L’avenir sous une bonne étoile

Diplomé de l’école hôtelière de Namur, ayant fait ses armes dans de nombreuses maisons étoilées, et ayant mis son talent au service de nombreux chef d’états, Maxime Maziers a déjà un alléchant CV. Entièrement tourné vers le futur, Maxime Maziers entend mettre toutes ses forces et ses compétences au service de sa nouvelle maison : « Je préfère inscrire ma dynamique dans l’entreprise plutôt que de dépendre d’actionnaires ou d’autres personnes, étrangères à mon métier. La nouvelle équipe que j’ai engagée est composée de jeunes animés par la motivation de refaire quelque chose de cette grande enseigne. En termes de cuisine, car on parle quand même de ce qui est essentiel, je vais mettre ma carte en place, tout en gardant des classiques de monsieur Bruneau suivant les saisons : par exemple, le carpaccio de langoustines et crème de caviar, le filet de bœuf Rossini, ou encore le perdreau sauvage rôti en cocotte en période de gibier. Ce sont des plats-phares, qui font partie intégrante de la maison, et je souhaite que les habitués retrouvent leurs marques. J’étofferai la carte avec mes créations, et j’y ajouterai une particularité qu’on ne retrouve pas dans les grandes maisons actuelles : le « sur-mesure ». Je voudrais créer quelque chose de quotidiennement accessible qui peut « sortir » de la carte. Par exemple, si j’ai une recette élaborée à la carte et que le client souhaite quelque chose de plus simple à base du même produit, je peux lui préparer, dans la limite de la marchandise et des disponibilités. Et toujours dans l’esprit du respect de l’excellent produit. La restauration est un métier de service et pour satisfaire et fidéliser la clientèle, je veux lui prouver que mon talent est à la disposition de ses envies.
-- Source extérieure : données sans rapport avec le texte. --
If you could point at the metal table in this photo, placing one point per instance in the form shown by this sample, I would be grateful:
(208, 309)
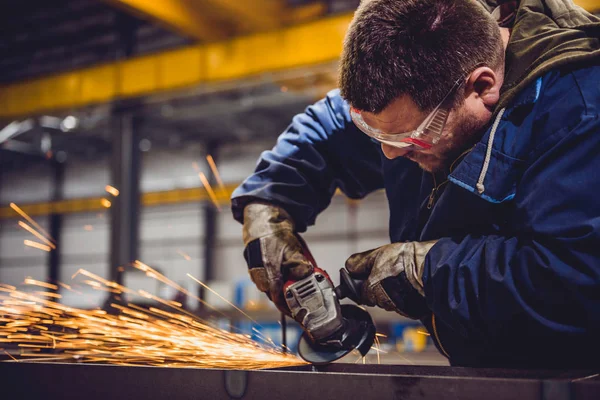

Je suis extrêmement fier que Jean-Pierre Bruneau m’ait accordé sa confiance dans ce projet ambitieux, et je veux poursuivre ma carrière avec brio, porté par une histoire que j’écrirai dans la digne succession de mon prédécesseur. »

Dans un premier temps, les lieux resteront intacts, mais peu à peu, Maxime viendra y apposer sa touche et son look, avec comme première phase le Salon Privé.
Rendez- vous le 1er juin pour découvrir ce temple de la gastronomie bruxelloise, remis en lumière par Maxime Maziers.